Dear Community,
What is the best way to identify problematic license that is calculating a huge overspend value. What is your best practice to make good use of this feature?
Appreciate your support.
Victor
Feb 27, 2020 02:39 PM
@Victor_MacBeath , I believe the suggestion from @mfranz is valid.
On the product side, I can tell you that we are currently undertaking a project to revamp our FNMS Analytics capabilities. We are working with a number of customer stakeholders to define dashboards, reports and visualizations to deliver out of the box value to customers. Whether you are using our Cloud or on premises version, you will be able to take advantage of these visualizations. We expect to start delivering these visualizations incrementally over the next few months.
Feb 28, 2020 11:03 AM
Hi Victor,
I think the existing report is sufficient to identify problematic licenses, especially as the treshold can be changed. To make good use this information, I would recommend categorizing the use cases for these licenses. And this is not a technical process, but an organizational. What could be the reason for the overspend?
From there, depending on the category, you might want to take appropriate actions.
As always, scope is important. So it might make sense prioritizing the licenses not by the amount of unused entitlements, but by the potential financial impact. A custom report could help with that (or exporting to Excel and multiplying "Shortfall/Availability" with "Override unit price").
Best regards,
Markward
Feb 28, 2020 02:51 AM
@Victor_MacBeath , I believe the suggestion from @mfranz is valid.

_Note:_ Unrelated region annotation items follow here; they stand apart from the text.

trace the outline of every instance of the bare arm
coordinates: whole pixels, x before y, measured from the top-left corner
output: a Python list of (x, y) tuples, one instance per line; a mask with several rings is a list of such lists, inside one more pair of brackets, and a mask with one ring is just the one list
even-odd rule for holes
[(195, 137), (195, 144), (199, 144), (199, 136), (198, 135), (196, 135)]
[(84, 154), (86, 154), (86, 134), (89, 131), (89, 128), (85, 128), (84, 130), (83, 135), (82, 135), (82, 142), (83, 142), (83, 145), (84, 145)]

On the product side, I can tell you that we are currently undertaking a project to revamp our FNMS Analytics capabilities. We are working with a number of customer stakeholders to define dashboards, reports and visualizations to deliver out of the box value to customers. Whether you are using our Cloud or on premises version, you will be able to take advantage of these visualizations. We expect to start delivering these visualizations incrementally over the next few months.